Since the outbreak of COVID-19 pandemic the interindividual variability in the course of the disease has been reported, indicating a wide range of factors influencing it. Factors which were the most often associated with increased COVID-19 severity include higher age, obesity and diabetes. The influence of cytokine storm is complex, reflecting the complexity of the immunological processes triggered by SARS-CoV-2 infection. A modern challenge such as a worldwide pandemic requires modern solutions, which in this case is harnessing the machine learning for the purpose of analysing the differences in the clinical properties of the populations affected by the disease, followed by grading its significance, consequently leading to creation of tool applicable for assessing the individual risk of SARS-CoV-2 infection.

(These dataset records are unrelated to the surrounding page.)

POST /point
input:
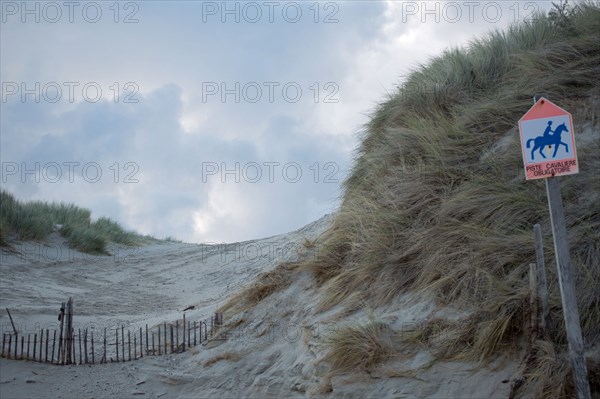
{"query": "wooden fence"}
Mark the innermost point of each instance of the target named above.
(67, 345)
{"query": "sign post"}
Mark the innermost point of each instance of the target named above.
(549, 127)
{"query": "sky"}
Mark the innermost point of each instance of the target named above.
(209, 121)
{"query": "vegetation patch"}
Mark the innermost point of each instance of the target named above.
(35, 220)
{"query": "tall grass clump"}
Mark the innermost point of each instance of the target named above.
(35, 220)
(437, 202)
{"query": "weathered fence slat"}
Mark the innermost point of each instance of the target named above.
(159, 340)
(172, 341)
(129, 343)
(53, 346)
(85, 346)
(117, 342)
(47, 341)
(123, 342)
(142, 343)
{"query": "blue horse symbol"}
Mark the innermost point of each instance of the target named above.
(548, 140)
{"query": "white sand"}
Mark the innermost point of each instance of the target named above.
(275, 352)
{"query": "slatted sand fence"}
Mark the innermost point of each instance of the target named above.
(67, 345)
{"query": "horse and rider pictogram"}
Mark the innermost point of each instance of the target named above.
(548, 139)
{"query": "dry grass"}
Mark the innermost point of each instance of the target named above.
(360, 346)
(437, 201)
(231, 356)
(264, 285)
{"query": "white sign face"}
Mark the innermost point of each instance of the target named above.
(547, 141)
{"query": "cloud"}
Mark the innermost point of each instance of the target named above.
(199, 128)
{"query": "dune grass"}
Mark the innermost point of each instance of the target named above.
(437, 200)
(36, 220)
(359, 346)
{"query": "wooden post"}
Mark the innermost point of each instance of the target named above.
(60, 336)
(533, 301)
(47, 341)
(159, 339)
(142, 343)
(11, 321)
(546, 323)
(128, 344)
(41, 342)
(165, 335)
(172, 341)
(69, 328)
(53, 346)
(567, 289)
(147, 338)
(80, 352)
(85, 346)
(123, 342)
(104, 352)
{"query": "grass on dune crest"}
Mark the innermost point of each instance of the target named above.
(36, 220)
(437, 199)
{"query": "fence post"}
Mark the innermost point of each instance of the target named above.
(158, 339)
(117, 341)
(172, 338)
(80, 353)
(53, 346)
(34, 345)
(533, 301)
(142, 343)
(104, 352)
(547, 324)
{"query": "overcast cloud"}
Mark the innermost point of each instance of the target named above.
(208, 121)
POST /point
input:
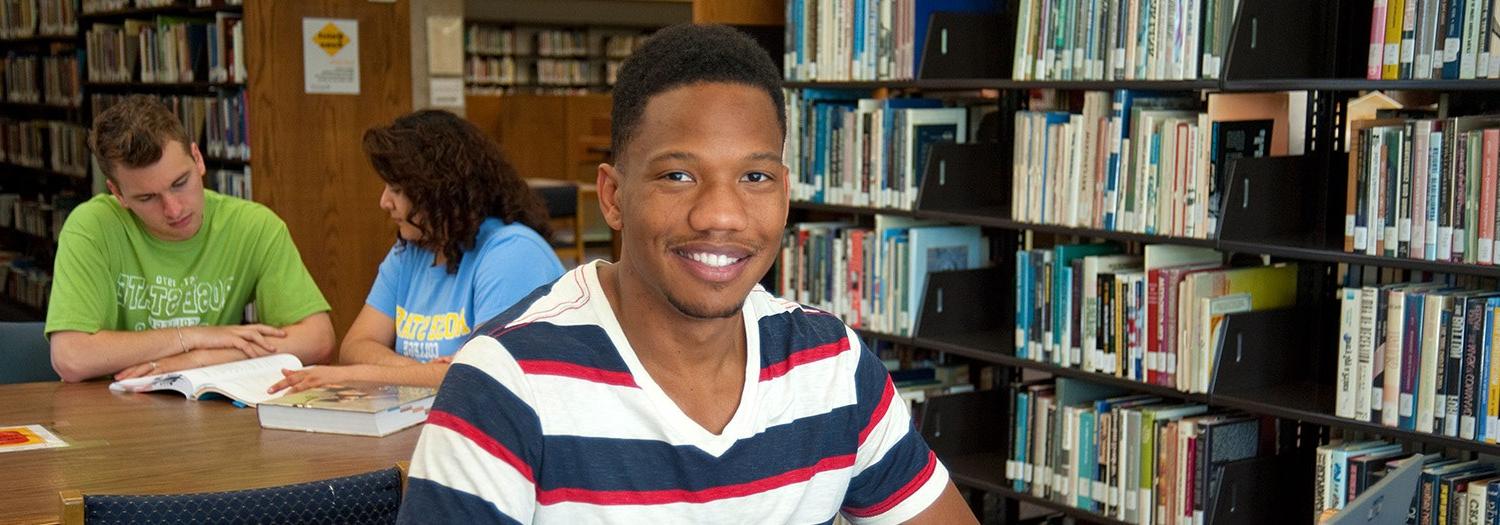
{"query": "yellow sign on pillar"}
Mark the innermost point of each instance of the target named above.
(330, 56)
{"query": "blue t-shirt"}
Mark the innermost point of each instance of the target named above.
(435, 309)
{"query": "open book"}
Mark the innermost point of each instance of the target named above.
(243, 381)
(368, 410)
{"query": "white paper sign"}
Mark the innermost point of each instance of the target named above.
(330, 56)
(446, 92)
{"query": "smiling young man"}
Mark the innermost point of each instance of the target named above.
(155, 276)
(669, 387)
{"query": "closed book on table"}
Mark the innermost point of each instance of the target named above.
(375, 411)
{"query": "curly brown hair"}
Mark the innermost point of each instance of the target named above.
(455, 177)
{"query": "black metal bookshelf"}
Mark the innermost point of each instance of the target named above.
(978, 471)
(1278, 363)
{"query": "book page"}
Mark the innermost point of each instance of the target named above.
(191, 383)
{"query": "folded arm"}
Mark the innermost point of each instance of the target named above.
(80, 356)
(368, 356)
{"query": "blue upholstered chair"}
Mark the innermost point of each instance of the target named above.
(362, 498)
(24, 354)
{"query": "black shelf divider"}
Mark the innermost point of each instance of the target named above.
(984, 471)
(980, 177)
(965, 45)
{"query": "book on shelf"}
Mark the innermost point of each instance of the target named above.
(1134, 458)
(243, 381)
(863, 39)
(29, 18)
(1424, 189)
(1121, 39)
(1433, 39)
(852, 150)
(354, 410)
(1140, 161)
(45, 144)
(1418, 356)
(168, 50)
(873, 278)
(1154, 320)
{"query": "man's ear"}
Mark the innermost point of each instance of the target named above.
(197, 159)
(608, 182)
(114, 191)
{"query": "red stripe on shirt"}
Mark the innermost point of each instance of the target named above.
(542, 366)
(482, 440)
(803, 357)
(879, 410)
(705, 495)
(900, 494)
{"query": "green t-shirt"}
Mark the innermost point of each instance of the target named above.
(111, 275)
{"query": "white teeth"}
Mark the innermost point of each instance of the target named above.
(714, 260)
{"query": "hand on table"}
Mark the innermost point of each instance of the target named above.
(165, 365)
(246, 338)
(315, 377)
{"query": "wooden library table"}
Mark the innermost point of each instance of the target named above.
(164, 443)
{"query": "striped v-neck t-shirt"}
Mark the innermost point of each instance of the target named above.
(548, 417)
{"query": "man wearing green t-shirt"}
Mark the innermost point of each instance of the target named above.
(155, 276)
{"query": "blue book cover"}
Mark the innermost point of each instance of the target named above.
(939, 249)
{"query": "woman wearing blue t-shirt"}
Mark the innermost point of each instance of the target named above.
(470, 246)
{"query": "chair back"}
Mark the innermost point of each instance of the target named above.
(362, 498)
(26, 354)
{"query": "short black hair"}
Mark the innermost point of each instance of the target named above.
(687, 54)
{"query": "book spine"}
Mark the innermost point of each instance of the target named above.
(1377, 41)
(1356, 320)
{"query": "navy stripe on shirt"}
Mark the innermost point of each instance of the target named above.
(441, 504)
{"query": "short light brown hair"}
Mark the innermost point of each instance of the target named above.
(132, 134)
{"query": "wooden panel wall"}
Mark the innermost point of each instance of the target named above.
(306, 155)
(740, 12)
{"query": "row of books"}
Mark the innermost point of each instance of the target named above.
(1424, 188)
(873, 278)
(168, 50)
(39, 218)
(509, 71)
(26, 282)
(1134, 458)
(845, 149)
(218, 123)
(561, 44)
(98, 6)
(861, 39)
(1419, 39)
(51, 80)
(1151, 318)
(1121, 39)
(1140, 161)
(231, 182)
(1416, 356)
(27, 18)
(1449, 489)
(48, 144)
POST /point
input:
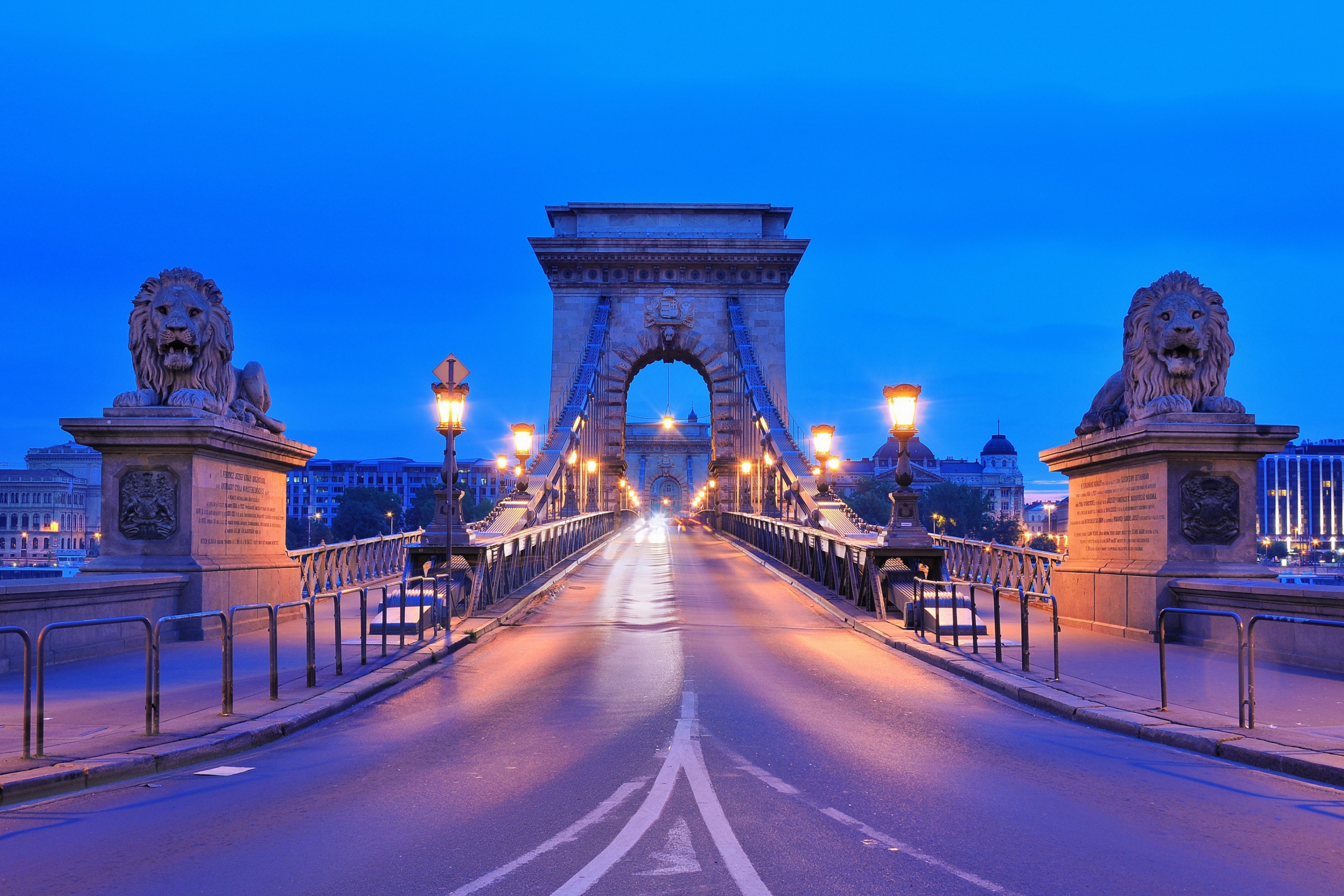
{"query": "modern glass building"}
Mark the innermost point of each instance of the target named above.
(1299, 493)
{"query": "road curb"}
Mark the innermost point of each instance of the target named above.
(81, 774)
(1311, 765)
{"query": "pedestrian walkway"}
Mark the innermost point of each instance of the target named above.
(97, 706)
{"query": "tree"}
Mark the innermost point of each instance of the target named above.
(297, 532)
(420, 515)
(362, 514)
(871, 500)
(956, 510)
(1043, 543)
(1006, 530)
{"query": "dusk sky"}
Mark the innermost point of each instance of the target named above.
(984, 189)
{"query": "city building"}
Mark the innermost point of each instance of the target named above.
(1049, 518)
(43, 518)
(1297, 495)
(81, 462)
(668, 464)
(996, 472)
(315, 491)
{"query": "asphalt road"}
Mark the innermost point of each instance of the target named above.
(679, 722)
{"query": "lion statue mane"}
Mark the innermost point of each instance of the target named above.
(182, 348)
(1176, 357)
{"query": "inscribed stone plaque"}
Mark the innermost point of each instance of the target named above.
(1119, 515)
(238, 510)
(1210, 510)
(147, 504)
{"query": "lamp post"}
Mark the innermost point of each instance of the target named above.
(590, 467)
(768, 504)
(451, 401)
(572, 499)
(903, 528)
(522, 450)
(822, 437)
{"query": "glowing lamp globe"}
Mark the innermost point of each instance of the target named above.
(901, 405)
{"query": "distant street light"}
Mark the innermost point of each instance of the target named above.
(590, 465)
(905, 525)
(823, 436)
(745, 497)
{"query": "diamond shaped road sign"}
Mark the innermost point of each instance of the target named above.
(451, 371)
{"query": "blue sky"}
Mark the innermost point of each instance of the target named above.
(984, 187)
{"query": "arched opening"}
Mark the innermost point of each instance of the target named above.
(668, 436)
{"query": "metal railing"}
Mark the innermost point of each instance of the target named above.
(28, 687)
(1241, 655)
(349, 565)
(1250, 652)
(81, 624)
(226, 683)
(1025, 600)
(507, 565)
(1004, 565)
(854, 571)
(272, 628)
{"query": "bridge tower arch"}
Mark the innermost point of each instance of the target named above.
(636, 284)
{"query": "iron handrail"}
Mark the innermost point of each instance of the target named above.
(1250, 651)
(81, 624)
(226, 673)
(311, 640)
(28, 686)
(274, 648)
(1241, 655)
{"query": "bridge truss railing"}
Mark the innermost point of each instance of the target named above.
(868, 575)
(330, 567)
(504, 566)
(998, 565)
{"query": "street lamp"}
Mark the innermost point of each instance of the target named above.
(590, 465)
(572, 499)
(822, 438)
(768, 504)
(451, 401)
(905, 527)
(522, 450)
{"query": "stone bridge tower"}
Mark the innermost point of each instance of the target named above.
(672, 276)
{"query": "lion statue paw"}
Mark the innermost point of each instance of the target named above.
(140, 398)
(1169, 405)
(1219, 405)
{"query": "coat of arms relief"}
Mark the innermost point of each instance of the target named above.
(667, 314)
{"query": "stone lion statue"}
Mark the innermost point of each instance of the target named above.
(1176, 357)
(182, 348)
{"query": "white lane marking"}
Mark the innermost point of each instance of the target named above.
(835, 814)
(678, 855)
(682, 756)
(740, 867)
(566, 836)
(640, 821)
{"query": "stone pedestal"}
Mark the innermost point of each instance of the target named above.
(1166, 497)
(199, 495)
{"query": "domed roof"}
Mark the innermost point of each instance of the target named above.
(998, 444)
(890, 452)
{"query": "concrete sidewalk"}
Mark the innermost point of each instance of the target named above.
(104, 738)
(97, 706)
(1113, 684)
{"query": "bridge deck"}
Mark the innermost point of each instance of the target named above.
(767, 749)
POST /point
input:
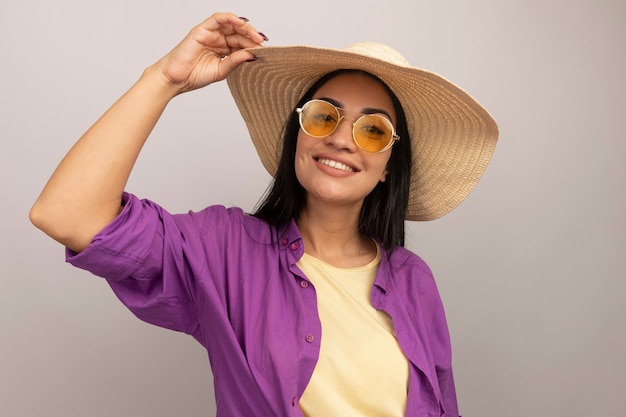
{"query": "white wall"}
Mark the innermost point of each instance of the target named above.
(532, 267)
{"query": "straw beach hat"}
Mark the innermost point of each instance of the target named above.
(452, 135)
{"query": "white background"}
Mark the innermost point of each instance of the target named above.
(531, 267)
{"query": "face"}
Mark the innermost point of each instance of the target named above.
(334, 169)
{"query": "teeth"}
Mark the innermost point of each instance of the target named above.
(336, 165)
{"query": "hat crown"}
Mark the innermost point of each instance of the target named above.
(379, 51)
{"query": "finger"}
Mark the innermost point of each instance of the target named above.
(229, 23)
(232, 61)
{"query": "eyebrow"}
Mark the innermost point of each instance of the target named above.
(367, 110)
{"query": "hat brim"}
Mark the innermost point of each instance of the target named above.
(452, 136)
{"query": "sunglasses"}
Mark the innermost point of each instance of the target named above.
(371, 132)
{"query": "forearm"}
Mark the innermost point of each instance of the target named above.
(84, 193)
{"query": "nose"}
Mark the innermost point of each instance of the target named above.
(341, 138)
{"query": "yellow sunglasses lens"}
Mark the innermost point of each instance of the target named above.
(371, 132)
(319, 118)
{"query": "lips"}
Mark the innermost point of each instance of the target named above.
(335, 164)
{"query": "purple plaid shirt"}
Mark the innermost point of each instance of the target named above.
(231, 281)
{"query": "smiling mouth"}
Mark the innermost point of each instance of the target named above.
(336, 165)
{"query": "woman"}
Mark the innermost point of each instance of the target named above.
(310, 306)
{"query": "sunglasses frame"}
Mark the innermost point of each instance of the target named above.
(392, 140)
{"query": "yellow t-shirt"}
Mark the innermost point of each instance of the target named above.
(361, 370)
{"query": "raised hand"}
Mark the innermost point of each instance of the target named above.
(210, 52)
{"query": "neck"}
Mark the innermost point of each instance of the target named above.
(332, 235)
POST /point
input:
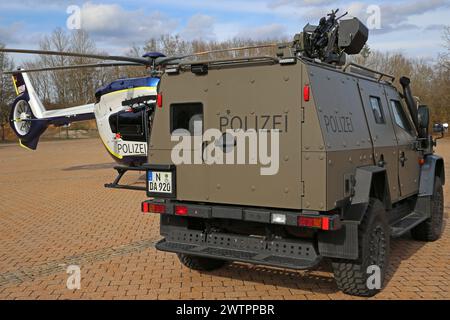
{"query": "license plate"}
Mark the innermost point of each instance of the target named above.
(160, 182)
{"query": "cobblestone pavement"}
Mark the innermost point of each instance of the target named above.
(55, 212)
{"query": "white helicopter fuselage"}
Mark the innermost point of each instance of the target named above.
(122, 128)
(110, 105)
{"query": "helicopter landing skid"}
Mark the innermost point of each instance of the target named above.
(121, 170)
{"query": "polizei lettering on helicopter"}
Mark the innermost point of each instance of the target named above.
(131, 148)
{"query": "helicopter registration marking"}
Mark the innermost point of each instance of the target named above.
(160, 182)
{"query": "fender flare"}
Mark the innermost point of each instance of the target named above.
(433, 166)
(370, 181)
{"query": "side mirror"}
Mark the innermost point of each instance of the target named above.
(423, 114)
(438, 128)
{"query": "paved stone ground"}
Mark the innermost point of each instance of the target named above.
(54, 212)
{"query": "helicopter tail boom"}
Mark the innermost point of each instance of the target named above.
(29, 118)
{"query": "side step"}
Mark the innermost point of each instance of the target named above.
(407, 223)
(278, 253)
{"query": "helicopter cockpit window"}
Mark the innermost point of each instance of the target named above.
(400, 116)
(130, 125)
(186, 119)
(375, 103)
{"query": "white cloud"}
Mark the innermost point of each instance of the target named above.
(112, 22)
(270, 31)
(199, 27)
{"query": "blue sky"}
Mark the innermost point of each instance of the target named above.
(413, 27)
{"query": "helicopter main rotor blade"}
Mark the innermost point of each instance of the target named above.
(77, 66)
(81, 55)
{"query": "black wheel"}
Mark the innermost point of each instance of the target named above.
(432, 228)
(374, 240)
(201, 263)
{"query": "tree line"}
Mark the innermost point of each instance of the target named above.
(58, 89)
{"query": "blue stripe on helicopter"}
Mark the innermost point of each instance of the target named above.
(122, 84)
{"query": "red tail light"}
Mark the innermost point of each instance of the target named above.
(181, 210)
(153, 208)
(324, 223)
(310, 222)
(159, 100)
(306, 92)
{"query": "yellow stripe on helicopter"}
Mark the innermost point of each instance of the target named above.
(137, 88)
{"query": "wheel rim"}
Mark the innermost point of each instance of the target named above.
(22, 113)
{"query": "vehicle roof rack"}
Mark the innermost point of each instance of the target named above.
(231, 61)
(380, 74)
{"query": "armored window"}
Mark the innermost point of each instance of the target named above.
(400, 117)
(186, 119)
(375, 103)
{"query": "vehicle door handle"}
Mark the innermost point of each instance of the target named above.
(403, 159)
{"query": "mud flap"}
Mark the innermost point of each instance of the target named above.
(342, 243)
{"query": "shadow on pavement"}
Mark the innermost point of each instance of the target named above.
(97, 166)
(319, 279)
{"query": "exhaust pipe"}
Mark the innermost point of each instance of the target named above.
(405, 82)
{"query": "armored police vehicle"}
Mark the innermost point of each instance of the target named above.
(354, 161)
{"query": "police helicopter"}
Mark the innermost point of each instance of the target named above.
(123, 109)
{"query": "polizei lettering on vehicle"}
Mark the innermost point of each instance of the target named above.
(257, 122)
(338, 124)
(132, 148)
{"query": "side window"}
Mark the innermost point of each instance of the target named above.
(375, 103)
(186, 119)
(400, 117)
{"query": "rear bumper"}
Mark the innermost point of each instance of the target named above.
(293, 254)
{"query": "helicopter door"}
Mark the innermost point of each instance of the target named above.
(130, 125)
(408, 164)
(381, 131)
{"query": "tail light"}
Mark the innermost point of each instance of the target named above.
(153, 208)
(181, 210)
(323, 222)
(310, 222)
(159, 100)
(306, 92)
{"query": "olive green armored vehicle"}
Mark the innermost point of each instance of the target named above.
(354, 163)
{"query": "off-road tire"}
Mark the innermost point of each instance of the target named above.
(374, 240)
(432, 228)
(201, 263)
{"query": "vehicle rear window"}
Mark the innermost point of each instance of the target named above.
(400, 116)
(377, 109)
(186, 118)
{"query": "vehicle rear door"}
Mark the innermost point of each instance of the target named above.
(381, 131)
(407, 155)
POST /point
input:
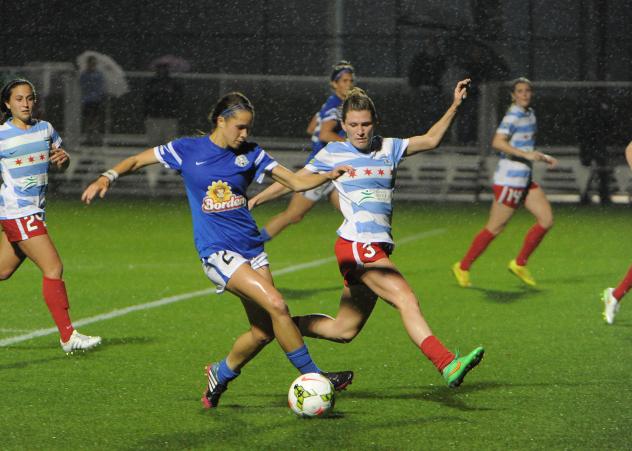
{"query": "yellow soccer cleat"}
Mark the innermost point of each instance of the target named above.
(521, 272)
(462, 276)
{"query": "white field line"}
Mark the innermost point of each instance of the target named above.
(182, 297)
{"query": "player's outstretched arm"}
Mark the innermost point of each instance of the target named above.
(101, 185)
(303, 181)
(274, 191)
(432, 138)
(501, 143)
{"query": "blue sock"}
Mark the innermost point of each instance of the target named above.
(303, 362)
(225, 374)
(264, 234)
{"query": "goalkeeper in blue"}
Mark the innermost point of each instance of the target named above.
(365, 241)
(216, 169)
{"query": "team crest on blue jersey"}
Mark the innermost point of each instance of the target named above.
(220, 197)
(241, 161)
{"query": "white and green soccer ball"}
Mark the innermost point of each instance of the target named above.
(311, 395)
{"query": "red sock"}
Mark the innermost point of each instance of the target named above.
(54, 291)
(438, 354)
(624, 286)
(531, 241)
(480, 243)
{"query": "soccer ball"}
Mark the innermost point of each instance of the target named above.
(311, 395)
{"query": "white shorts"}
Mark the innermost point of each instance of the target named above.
(220, 266)
(316, 194)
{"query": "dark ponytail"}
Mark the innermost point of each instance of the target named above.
(358, 100)
(228, 105)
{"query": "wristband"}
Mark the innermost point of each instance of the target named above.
(111, 175)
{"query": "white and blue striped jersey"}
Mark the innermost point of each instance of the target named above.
(520, 126)
(24, 157)
(366, 192)
(330, 111)
(216, 180)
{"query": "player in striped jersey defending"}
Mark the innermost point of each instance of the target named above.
(28, 147)
(365, 241)
(513, 186)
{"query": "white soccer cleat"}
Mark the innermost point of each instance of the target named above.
(611, 305)
(79, 342)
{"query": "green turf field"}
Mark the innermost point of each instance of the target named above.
(554, 375)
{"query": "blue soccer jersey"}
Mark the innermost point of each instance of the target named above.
(519, 125)
(366, 192)
(24, 157)
(216, 180)
(330, 111)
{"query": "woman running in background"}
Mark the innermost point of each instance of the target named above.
(28, 147)
(325, 127)
(513, 186)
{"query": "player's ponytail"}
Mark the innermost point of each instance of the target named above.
(5, 95)
(358, 100)
(228, 105)
(519, 80)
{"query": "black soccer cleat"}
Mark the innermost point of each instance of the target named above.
(214, 389)
(339, 380)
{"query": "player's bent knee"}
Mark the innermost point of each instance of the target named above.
(295, 219)
(347, 335)
(261, 336)
(277, 306)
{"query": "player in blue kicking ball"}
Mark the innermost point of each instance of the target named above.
(217, 169)
(365, 241)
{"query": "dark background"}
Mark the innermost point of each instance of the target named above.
(565, 40)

Biochemical and morphological parameters values of 5,000 patients (Curisin Healthcare (India) were gathered and used for calculation of eGFR, SII index and N/L ratio. Spearman's rank correlation coefficient formula was used for assessment of correlations between each of the features in the population and the presence of the SARS-CoV-2 infection. Feature importance was evaluated by fitting a Random Forest machine learning model to the data and examining their predictive value. Its accuracy was measured as the F1 Score.
The parameters which showed the highest correlation coefficient were age, random serum glucose, serum urea, gender and serum cholesterol, whereas the highest inverse correlation coefficient was assessed for alanine transaminase, red blood cells count and serum creatinine. The accuracy of created model for differentiating positive from negative SARS-CoV-2 cases was 97%. Features of highest importance were age, alanine transaminase, random serum glucose and red blood cells count.
The current analysis indicates a number of parameters available for a routine screening in clinical setting. It also presents a tool created on the basis of these parameters, useful for assessing the individual risk of developing COVID-19 in patients. The limitation of the study is the demographic specificity of the studied population, which might restrict its general applicability.
自新冠疫情爆发以来,已有关于疾病进程中个体差异的报道,这表明有多种因素会对其产生影响。与新冠病情加重最常相关的因素包括高龄、肥胖和糖尿病。细胞因子风暴的影响较为复杂,反映了由严重急性呼吸综合征冠状病毒2(SARS-CoV-2)感染引发的免疫过程的复杂性。像全球大流行这样的现代挑战需要现代解决方案,在这种情况下,就是利用机器学习来分析受该疾病影响人群的临床特征差异,然后对其重要性进行分级,从而创建适用于评估个体感染SARS-CoV-2风险的工具。
收集了5000名患者(印度库里辛医疗保健公司)的生化和形态学参数值,并用于计算估算肾小球滤过率(eGFR)、全身免疫炎症指数(SII)和中性粒细胞与淋巴细胞比值(N/L)。采用斯皮尔曼等级相关系数公式评估人群中每个特征与SARS-CoV-2感染存在情况之间的相关性。通过将随机森林机器学习模型拟合到数据并检查其预测价值来评估特征重要性。其准确性以F1分数衡量。
显示最高相关系数的参数是年龄、随机血糖、血清尿素、性别和血清胆固醇,而丙氨酸转氨酶、红细胞计数和血清肌酐的相关系数为最高的负相关。所创建的区分SARS-CoV-2阳性和阴性病例模型的准确性为97%。最重要的特征是年龄、丙氨酸转氨酶、随机血糖和红细胞计数。
当前分析表明有许多参数可用于临床环境中的常规筛查。它还展示了基于这些参数创建的一种工具,可用于评估患者感染新冠的个体风险。该研究的局限性在于所研究人群的人口统计学特异性,这可能会限制其普遍适用性。